Mutexes, take 5 #11866

alexcrichton · 2014-01-28T07:06:53Z

Let's try this again.

This is an implementation of mutexes which I believe is free from undefined behavior of OS mutexes (the pitfall of the previous implementation).

This implementation is not ideal. There's a yield-loop spot, and it's not particularly fair with respect to lockers who steal without going through the normal code paths. That being said, I believe that this is a correct implementation which is a stepping stone to move from.

I haven't done rigorous benchmarking of this mutex, but preliminary results show that it's about 25% slower in the uncontended case on linux (same runtime on OSX), and it's actually faster than a pthreads mutex on high contention (again, not rigorous benchmarking, I just saw these numbers come up).
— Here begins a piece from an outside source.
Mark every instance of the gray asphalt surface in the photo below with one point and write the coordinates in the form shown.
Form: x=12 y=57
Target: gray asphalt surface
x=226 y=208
bill-myers · 2014-01-28T09:42:27Z

It seems it's missing logic to alternate between waking up native_blocker and green_blocker.

Also, while it's kind of nice to have the symmetry between native_blocker and green_blocker, this design seems suboptimal compared to replacing code that accesses green_blocker with code that pops from the queue, which would avoid making green tasks deschedule and get rescheduled twice in the native+green task case (first on the queue, then on green_blocker).

This probably requires to merge green_cnt and state, by reserving the two least significant bits for LOCKED and NATIVE_BLOCKED. This would also reduce the size of struct Mutex by two words.

Overall, this implementation is quite nice and might be the optimal approach for performance in both the green-only and native-only cases.

It has, however, the significant caveat that it makes taking advantage of lock elision that should eventually be provided by all OS mutexes completely impossible due to always writing to state (maybe it can still be used by implementing it "by hand").

[I think the only workable alternative so far for automatic lock elision is to use https://github.com//pull/11610#issuecomment-33075571 after adapting to always lock/unlock on each call.]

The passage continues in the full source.